I don’t think great art is tied to madness. Rather the other way around. These people only have the escape of art as self expression to relieve their suffering   Like so many comedians suffer from depression. When everyone is laughing they forget for a few minutes the great weight of the world 


JULIA SPENCER-FLEMING: I always think of those amazingly gifted writers like Virginia Woolf, Sylvia Plath and Zelda Fitzgerald, who struggled with both mental illness and the many ways their societies fenced women in. I wonder how much of their ultimate despair came from (untreated) depression and psychosis, and how much from living in a world that was constantly trying to stuff them in boxes labelled “wife” and “mother.”

 

On a personal note, depression tends to run in my family, and for years I refused to seek treatment during depressive episodes because I thought it might take away my creativity.
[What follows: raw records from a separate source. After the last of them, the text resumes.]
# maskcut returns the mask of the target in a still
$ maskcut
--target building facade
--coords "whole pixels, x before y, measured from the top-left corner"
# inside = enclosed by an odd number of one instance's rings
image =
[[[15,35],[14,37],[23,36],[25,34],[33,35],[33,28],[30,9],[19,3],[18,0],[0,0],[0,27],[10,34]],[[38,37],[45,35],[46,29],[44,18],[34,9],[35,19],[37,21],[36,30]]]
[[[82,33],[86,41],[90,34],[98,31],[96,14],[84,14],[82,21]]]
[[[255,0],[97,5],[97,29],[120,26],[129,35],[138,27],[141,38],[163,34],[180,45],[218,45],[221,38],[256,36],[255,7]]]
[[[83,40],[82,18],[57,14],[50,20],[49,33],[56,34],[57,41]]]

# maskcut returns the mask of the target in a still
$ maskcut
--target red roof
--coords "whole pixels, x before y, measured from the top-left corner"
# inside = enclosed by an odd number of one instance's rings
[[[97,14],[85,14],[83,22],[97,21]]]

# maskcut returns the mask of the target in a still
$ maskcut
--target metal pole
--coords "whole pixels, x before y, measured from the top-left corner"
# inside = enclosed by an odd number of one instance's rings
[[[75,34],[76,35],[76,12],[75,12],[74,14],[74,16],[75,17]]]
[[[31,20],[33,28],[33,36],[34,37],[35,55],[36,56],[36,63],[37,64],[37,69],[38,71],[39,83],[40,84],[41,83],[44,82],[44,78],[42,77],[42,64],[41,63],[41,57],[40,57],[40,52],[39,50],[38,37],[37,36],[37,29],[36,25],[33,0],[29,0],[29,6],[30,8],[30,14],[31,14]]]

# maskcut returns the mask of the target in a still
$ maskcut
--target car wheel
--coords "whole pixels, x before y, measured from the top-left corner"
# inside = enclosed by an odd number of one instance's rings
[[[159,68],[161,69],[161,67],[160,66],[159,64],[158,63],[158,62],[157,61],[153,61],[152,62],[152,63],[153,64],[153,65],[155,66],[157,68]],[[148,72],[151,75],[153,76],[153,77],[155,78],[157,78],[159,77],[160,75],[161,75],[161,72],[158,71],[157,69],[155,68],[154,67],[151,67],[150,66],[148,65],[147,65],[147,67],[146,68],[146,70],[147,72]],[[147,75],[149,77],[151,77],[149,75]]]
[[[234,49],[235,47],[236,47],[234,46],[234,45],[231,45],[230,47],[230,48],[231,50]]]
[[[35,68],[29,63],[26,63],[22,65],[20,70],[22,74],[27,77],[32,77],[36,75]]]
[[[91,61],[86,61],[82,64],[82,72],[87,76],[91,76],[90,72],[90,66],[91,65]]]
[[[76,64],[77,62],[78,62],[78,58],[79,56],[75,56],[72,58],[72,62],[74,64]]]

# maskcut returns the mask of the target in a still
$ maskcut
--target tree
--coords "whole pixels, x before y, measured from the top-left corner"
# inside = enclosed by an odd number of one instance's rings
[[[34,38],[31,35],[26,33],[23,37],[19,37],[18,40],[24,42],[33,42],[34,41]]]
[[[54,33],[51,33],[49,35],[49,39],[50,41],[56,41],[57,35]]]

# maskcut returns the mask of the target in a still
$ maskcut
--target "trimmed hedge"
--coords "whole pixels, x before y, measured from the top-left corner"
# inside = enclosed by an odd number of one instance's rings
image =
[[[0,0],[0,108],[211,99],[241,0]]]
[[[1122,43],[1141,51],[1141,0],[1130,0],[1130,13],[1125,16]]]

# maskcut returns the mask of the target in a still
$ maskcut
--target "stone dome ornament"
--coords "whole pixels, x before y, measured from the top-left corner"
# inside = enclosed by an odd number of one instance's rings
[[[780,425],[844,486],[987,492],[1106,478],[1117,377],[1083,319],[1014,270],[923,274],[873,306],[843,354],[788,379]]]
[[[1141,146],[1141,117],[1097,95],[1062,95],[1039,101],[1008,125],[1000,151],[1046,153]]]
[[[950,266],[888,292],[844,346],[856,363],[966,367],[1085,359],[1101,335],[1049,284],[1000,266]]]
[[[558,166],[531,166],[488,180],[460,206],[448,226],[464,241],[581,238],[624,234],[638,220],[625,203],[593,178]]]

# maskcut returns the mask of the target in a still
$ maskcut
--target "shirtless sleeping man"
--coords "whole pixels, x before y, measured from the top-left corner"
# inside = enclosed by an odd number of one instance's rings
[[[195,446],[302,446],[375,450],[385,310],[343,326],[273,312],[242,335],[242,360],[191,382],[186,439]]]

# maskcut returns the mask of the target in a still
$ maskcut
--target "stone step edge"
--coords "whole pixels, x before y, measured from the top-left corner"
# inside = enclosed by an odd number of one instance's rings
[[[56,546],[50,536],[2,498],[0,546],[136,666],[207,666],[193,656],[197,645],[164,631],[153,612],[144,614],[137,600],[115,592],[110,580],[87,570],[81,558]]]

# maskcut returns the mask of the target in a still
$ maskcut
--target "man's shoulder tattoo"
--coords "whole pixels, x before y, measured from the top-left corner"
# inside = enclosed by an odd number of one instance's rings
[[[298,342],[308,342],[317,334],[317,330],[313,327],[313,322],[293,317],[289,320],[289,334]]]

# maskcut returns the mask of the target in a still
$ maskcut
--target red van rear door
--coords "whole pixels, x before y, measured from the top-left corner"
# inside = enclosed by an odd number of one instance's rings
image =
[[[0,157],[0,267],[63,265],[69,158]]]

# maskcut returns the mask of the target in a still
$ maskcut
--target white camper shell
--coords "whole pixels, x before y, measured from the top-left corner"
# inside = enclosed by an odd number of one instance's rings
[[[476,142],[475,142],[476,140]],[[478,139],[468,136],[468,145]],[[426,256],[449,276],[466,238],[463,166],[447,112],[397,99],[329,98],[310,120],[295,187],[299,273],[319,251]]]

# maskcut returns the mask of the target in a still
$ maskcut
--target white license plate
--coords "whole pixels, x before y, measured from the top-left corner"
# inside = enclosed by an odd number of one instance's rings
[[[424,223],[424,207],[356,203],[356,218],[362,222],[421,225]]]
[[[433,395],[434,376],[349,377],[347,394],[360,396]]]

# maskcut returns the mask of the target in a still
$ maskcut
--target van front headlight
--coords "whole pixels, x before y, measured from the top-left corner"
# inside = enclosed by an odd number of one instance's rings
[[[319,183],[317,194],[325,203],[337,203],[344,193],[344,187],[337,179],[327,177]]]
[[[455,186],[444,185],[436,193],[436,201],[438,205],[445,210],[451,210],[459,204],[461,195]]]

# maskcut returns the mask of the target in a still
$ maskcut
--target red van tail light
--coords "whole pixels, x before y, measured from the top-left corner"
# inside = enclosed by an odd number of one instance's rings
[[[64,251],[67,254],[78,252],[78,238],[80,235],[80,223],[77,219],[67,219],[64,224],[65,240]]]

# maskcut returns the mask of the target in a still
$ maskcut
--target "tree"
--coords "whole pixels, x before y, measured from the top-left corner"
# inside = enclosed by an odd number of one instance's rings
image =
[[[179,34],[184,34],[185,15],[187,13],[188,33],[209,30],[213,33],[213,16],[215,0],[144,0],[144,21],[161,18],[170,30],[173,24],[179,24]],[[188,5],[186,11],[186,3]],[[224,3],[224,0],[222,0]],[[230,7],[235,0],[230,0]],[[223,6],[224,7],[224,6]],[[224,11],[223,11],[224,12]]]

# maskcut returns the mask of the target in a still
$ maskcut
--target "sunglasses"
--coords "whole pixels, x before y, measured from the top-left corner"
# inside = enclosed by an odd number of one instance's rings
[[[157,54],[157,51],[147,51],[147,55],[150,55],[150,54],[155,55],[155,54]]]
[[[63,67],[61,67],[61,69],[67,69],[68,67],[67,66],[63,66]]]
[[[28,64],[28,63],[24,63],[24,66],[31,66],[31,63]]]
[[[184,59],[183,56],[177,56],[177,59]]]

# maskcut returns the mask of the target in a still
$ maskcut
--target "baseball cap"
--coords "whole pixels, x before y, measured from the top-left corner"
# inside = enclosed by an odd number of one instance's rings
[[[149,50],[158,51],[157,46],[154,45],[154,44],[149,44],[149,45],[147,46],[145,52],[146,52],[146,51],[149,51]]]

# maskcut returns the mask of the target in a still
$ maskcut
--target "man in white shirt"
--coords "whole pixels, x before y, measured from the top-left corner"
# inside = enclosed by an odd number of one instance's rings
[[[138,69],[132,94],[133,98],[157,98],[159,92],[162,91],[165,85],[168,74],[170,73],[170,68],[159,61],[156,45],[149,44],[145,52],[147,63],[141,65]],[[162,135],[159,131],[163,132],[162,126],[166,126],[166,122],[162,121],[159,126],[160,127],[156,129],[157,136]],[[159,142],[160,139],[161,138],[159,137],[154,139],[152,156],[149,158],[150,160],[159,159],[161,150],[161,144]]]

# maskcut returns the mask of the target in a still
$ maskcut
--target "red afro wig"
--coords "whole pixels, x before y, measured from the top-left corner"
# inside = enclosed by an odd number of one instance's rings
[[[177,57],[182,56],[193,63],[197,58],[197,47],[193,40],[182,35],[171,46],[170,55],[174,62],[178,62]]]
Let’s face it, the ability to conjure up places and people and plots is mysterious - who knows where it comes from. Thankfully, I did get help, and discovered - of course - that I wrote just as well when I was healthy.  


HANK PHILLIPPI RYAN:  I have thought about this so much since you posed the question. I mean--we sit at our computers every  day and make up stories about imaginary people. That takes a certain kind of brain. I think of Thomas Edison, and Mozart. Billie Holliday. Mother Teresa, even. Joan of Arc. Robin Williams. They were different, and tortured, and managed to turn their --obsessions--to do things that would change the world. I don’t think we can understand what makes someone tragic and what makes someone brilliant. We sit here every day and type type type--and others don’t--and why? And I’m not sure how to say this, but there are some actions (and reactions) that are a result of “decisions” and others that we have less control over.

 

DEBS: I would agree, Hank, that what we do--the ability to create worlds and people in our heads--must seem more than a bit odd to many people. Is it a matter of degree, then?

 

READERS, what do you think about all this? And have you seen Van Gogh's paintings in person? They are so amazingly, vibrantly alive. You can feel the passion that went into them so strongly.